Adobe Sends Second Wave of Security Patches Fixing Critical Flaws
In its latest wave of security patches, Adobe has sent fixes to around 50 vulnerabilities, including some critical arbitrary code execution flaws in Acrobat, Reader and Photoshop. Today's updates follow fixes of tens of vulnerabilities in Flash Player, Creative Cloud, Acrobat, and Reader that arrived on the Patch Tuesday last week.
Today's patches, however, have been assigned a priority rating of 1 while the previous lot was assigned 2, which is less likely to be exploited.
Adobe sends more fixes your way
The software maker has addressed 47 security flaws in Acrobat DC (Consumer and Classic 2015), Acrobat Reader DC (Consumer and Classic 2015), Acrobat 2017, and Acrobat Reader 2017 for Windows and macOS. These flaws include some critical flaws that could allow arbitrary code execution, along with some that could lead to information disclosure or security bypasses.
Acrobat/Reader DC version 2018.011.20040, 2017.011.30080 and 2015.006.30418 bring the fixes of the issues.
The company has also issued security updates to Photoshop CC to fix a critical out-of-bounds write vulnerability that can be exploited for remote code execution. "These updates resolve a critical vulnerability in Photoshop CC 19.1.3 and earlier 19.x versions, as well as 18.1.3 and earlier 18.x versions," the company said. "Successful exploitation could lead to arbitrary code execution in the context of the current user."
Photoshop CC 2018 version 19.1.4 and Photoshop CC 2017 version 18.1.4 bring the fix.
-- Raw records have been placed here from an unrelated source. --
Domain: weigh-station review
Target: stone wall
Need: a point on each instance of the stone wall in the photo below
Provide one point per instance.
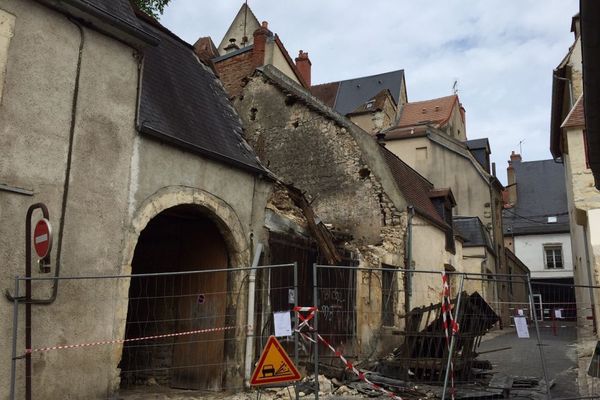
(117, 182)
(232, 71)
(319, 156)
The company acknowledged Giwan Go and Trend Micro's Zero Day Initiative (CVE-2018-4946) for reporting the bugs.
Adobe has also reminded yet again that the support for Adobe Acrobat 11.x and Adobe Reader 11.x ended on October 15, 2017. "Version 11.0.23 is the final release for Adobe Acrobat 11.x and Adobe Reader 11.x," the company wrote. "Adobe strongly recommends that you update to the latest versions of Adobe Acrobat DC and Adobe Acrobat Reader DC. By updating installations to the latest versions, you benefit from the latest functional enhancements and improved security measures."